The Story I Wasn’t Looking For…

I walked into Café des Chutes in Bend, Oregon and met a man while waiting in line to order my coffee. We ended up sitting down together and what came next changed the way I think about everything I'm building.

Peter Korn, who I met in line and Bill Herzberg are traveling out of Portland, with no real plan but to find cool places to ride. They're retired. They're unhurried. And they are two of the most quietly inspiring people I've met in a long time.

Bill was diagnosed with muscular dystrophy at 17, though the symptoms started earlier. Over the years the disease has taken most of his ability to walk. He can manage a few steps, but not many. What he can do is ride his recumbent bike. That bike is his freedom. His way of staying in the world on his own terms.

A few years ago, Bill and Peter rode around Thailand, Laos, and Vietnam together. Not a trip to the local park. Southeast Asia. Mountains, heat, roads that test anyone and Bill was there for all of it.

The adventure didn't stop when his body changed. It adapted.

A Story from Vietnam

During that trip, Bill needed to use a restroom. A family let him into their home. And there, in that house, was a person confined to bed. Unable to get up. Unable to get out.

He looked at that person and understood something immediately, they probably had the strength to ride a bike, to get outside, to move through the world. What they didn't have was the equipment.

The gap between capability and access.
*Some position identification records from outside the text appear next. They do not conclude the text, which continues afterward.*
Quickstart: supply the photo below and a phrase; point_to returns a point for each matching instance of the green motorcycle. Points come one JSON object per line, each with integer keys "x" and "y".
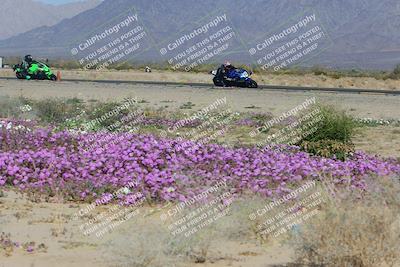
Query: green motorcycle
{"x": 36, "y": 71}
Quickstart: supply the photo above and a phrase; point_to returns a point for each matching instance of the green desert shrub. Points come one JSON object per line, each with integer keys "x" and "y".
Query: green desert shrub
{"x": 328, "y": 149}
{"x": 335, "y": 125}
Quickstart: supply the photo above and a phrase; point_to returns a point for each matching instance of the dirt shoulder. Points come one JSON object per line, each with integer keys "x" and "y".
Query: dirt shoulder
{"x": 307, "y": 80}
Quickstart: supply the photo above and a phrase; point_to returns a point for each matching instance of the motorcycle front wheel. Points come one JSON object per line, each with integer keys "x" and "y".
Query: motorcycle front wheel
{"x": 253, "y": 84}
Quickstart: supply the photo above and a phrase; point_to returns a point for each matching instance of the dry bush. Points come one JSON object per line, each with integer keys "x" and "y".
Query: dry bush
{"x": 353, "y": 230}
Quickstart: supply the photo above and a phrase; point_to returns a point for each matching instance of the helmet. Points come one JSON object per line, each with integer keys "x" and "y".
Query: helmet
{"x": 28, "y": 58}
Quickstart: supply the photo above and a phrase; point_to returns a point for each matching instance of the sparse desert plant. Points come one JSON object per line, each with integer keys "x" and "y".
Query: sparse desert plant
{"x": 328, "y": 149}
{"x": 334, "y": 125}
{"x": 354, "y": 231}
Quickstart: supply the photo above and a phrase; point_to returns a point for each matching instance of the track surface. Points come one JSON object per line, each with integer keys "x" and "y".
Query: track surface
{"x": 267, "y": 87}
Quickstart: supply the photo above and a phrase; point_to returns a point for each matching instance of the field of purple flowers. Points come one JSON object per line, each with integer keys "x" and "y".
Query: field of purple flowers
{"x": 39, "y": 160}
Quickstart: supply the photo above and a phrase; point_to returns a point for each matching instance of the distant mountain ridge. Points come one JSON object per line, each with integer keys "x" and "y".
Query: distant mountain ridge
{"x": 19, "y": 16}
{"x": 364, "y": 33}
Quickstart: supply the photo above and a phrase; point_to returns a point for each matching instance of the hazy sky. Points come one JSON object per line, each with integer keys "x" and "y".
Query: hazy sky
{"x": 56, "y": 2}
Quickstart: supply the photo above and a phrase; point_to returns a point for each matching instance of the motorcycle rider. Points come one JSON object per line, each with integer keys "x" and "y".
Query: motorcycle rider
{"x": 31, "y": 66}
{"x": 225, "y": 70}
Between the will to move and the means to do it. For millions of people in rural and underserved communities around the world, the right adaptive equipment doesn't exist, not because the need isn't there, but because no one has brought it to them.

What if older adaptive equipment, the kind sitting unused in garages and storage rooms across the country, could find its way to the people who need it most? What if the equipment that changed one person's life could change another's?

That idea is sitting with me now. Hard.

Two Lives Worth Knowing About

Bill isn't just a rider. He's a retired physician and a travel guidebook writer, contributor to Lonely Planet and Let's Go. He has spent his life helping other people find their way around the world, even as his own world was quietly narrowing physically. The irony of that isn't lost on either of us.

Peter is a retired journalist. He is also, simply, a good friend. The kind who doesn't disappear when things get harder. The kind who gets on a bike next to you and rides through Vietnam without making it a big deal. In a world that talks a lot about community and support, Peter is someone who actually shows up.

Their friendship is its own story. Two people who kept choosing adventure together, adapting the format but never the spirit.

What This Means for Project Día por Día

I started this project with a belief that human beings are most deeply connected not through their highlights — but through their hardships. That the moments we don't talk about are the ones where we actually find each other.

Yesterday proved that right before I've even left Bend.

I hadn't ridden a mile yet. I hadn't crossed a border or documented a single conversation on the road. And yet here was exactly the kind of story Project Día por Día exists to find and share sitting across from me over coffee, completely by accident.

Bill's story is not about what muscular dystrophy took from him. It's about what he refused to let it take. The adventures in Southeast Asia. The guidebooks. The recumbent bike rolling through the west right now with his friend beside him.

The adventure doesn't stop. You just need to adapt.

That might be the most important thing anyone has said to me since I started planning this journey. And I heard it not from a motivational speaker or a book, but from a man who has been living it quietly for decades, without making a fuss about it.

Project Día por Día is a storytelling initiative about human connection through hardship and resilience. Chapter One begins in June 2026 — 5,000 miles from Norway to Portugal. But as it turns out, the stories start before you even leave home.